View Single Post
  #251   Report Post  
Posted to misc.consumers.frugal-living,sci.electronics.repair,alt.home.repair,misc.consumers.house
dpb dpb is offline
external usenet poster
 
Posts: 1,029
Default Planned Obselescence....A Good Thing?


Rod Speed wrote:
clare at snyder.on.ca wrote
Rod Speed wrote
Too_Many_Tools wrote


Most companies data isn't worth anything after only a handful of years.


Engineering data is the heart of a business.


Not data thats a handful of years old.


Management often forgets that.


Then a competitor eats them alive.


Bet you cant list any examples of that with data thats older than a handful of years old.


I sure can.


Nope, you couldnt.


I'm sure he could, and I can add a few more, both of own and from other
references as well--

From own experience, it's a regulatory requirement of NRC to keep _all_

safety-related design documentation and calculations for 40 years of
"life of the plant". That's simply one instance of on need for
longterm records-keeping.

There's a whole industry dedicated to preserving data for companies
from finanical to manufacturing and everything in between. It's a
major use of the excavated areas of the salt mines in central KS as
they're fantastically dry, constant temperature, fire and vermin-free
and of humongous size.

For a couple of stories you might check out Jack Ganssle's columns that
he writes for Embedded System magazine -- a mostly unheard of by very
important niche of the microprocessor world. In fact, there are far
more processors used in such applications than in PCs though they don't
have the glamour of the "lastest and fastest" whatever of the day...

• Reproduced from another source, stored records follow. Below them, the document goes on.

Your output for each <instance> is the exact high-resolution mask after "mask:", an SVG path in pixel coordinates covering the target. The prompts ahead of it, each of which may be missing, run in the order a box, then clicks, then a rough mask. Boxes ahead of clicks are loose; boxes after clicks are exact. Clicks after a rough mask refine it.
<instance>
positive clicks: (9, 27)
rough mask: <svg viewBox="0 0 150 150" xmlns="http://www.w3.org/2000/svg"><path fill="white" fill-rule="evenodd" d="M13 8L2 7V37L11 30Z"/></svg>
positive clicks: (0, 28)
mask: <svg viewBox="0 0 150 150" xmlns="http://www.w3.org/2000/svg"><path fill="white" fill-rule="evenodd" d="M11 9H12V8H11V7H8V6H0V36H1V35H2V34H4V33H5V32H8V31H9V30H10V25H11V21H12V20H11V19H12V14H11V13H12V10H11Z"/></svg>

http://www.embedded.com/columns/bp/s...cleID=22103292

Jack also distributes a monthly newsletter that has had as one of its
subjects recently reconstructing "legacy" systems. I myself have had
requests for modifications of some systems I had previously worked on
that I would have thought long since "dead and buried" having moved on
to other projects and even other companies, but was tracked down as the
only individual they could find that had any recollection of the actual
system.

Another reader of Jack's newsletter sent an interesting tale of his
experience --

....
"I was brought in as a consultant for one of the downstream users of
an early video-on-demand companies, who supplied complete systems and
programming to hotels and hospitals, even providing a broadband network
infrastructure for free to sell their services.

"There was a need to add new educational programming services for a
client market, or be displaced by a competitor.

"The company had not built their code from scratch in more than 10
years. In fact, they had decided to move to cross compilation rather
than self hosting for a while, had bought a commuter and new tools,
never tried the tools, and had subsequently sold the cross host machine
for scrap.

"Our first task was to put together a development environment hosted
on a "dead" OS, including compilers, linkers, and build control files,
gather known source, and attempt to rebuild the shipping object from
known source.

"This took several months, and was a real adventure. A year and a
half down the road, job complete, ..."

He goes on to describe the system and other technical details probably
of little if any interest here, but needless to say, that little
misadventure of not preserving nor updating their ability to rebuild
their product's software undoubtedly cost that company a pretty penny
and without that effort likely could indeed have put them out of at
least that particular business.

Undoubtedly, these few instances given here are far from the only
occurrences of such in industry. And, for every one that did manage to
recover, how many were there who were unable to?